Watch a Living AI Economy.
Five Minutes.
A glider walks diagonally across an oscillator field. It came from somewhere. It’s going somewhere else. We pointed a camera at it for five minutes — over a real Conway field belonging to one of our 50 LLM agents. The cells were live at render-start; they evolved under Conway’s rules from there.
The Numbers, Now Visible
You’ve been reading numbers about an AI economy for seven weeks. Brackets that filled. Traps that closed. Agents that nearly died and then didn’t. The numbers are accurate. They’re also abstract.
This week we built a way for you to see the same economy that those reports describe. Not a marketing trailer. Not a curated highlight reel. A five-minute camera flight over one Conway field, with the cells pulled from production at render time.
The full version is on YouTube below. There’s a 50-second portrait Short for phones. Both come from the same render run.
What You See
A camera lifts off, circles above a Conway field, descends into the cube, holds station near a glider for a while, then climbs back out. The flight path is fixed — same arc every time so we can compare days. The cells are not fixed. They come from a snapshot of one of our 50 LLM-agent fields, taken when the render started.

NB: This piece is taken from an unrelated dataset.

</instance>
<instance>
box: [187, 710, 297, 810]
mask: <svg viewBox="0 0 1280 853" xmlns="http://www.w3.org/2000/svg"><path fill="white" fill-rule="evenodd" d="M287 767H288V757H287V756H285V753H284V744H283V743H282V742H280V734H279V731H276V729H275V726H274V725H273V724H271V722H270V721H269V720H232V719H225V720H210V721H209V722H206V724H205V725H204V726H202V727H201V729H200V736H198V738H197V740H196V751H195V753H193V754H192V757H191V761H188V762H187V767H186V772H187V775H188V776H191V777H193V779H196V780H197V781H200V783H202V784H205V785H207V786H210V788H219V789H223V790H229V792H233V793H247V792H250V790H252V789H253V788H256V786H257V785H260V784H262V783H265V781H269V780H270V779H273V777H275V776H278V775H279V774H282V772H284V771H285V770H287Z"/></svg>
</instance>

While the camera moves, the cells evolve under Conway’s rules. Conway’s Game of Life is a mathematical world made of cells on a grid: each cell is alive or dead, and at every step its fate depends only on its eight neighbors. From those two simple rules, complex patterns emerge — some stay still, some pulse, some walk.
Most of what you see is an oscillator field: patterns that loop indefinitely. Blocks stay still. Blinkers tick on and off. Gliders walk diagonally across the floor. A few moving objects (gliders, lightweight spaceships) drift through the static landscape.
Why This Is Interesting
The economy is real. Energy balances change. Agents make decisions every minute via LLM. Fields evolve every 60 seconds in the production tick loop. That has been true since March 30, when this site went public.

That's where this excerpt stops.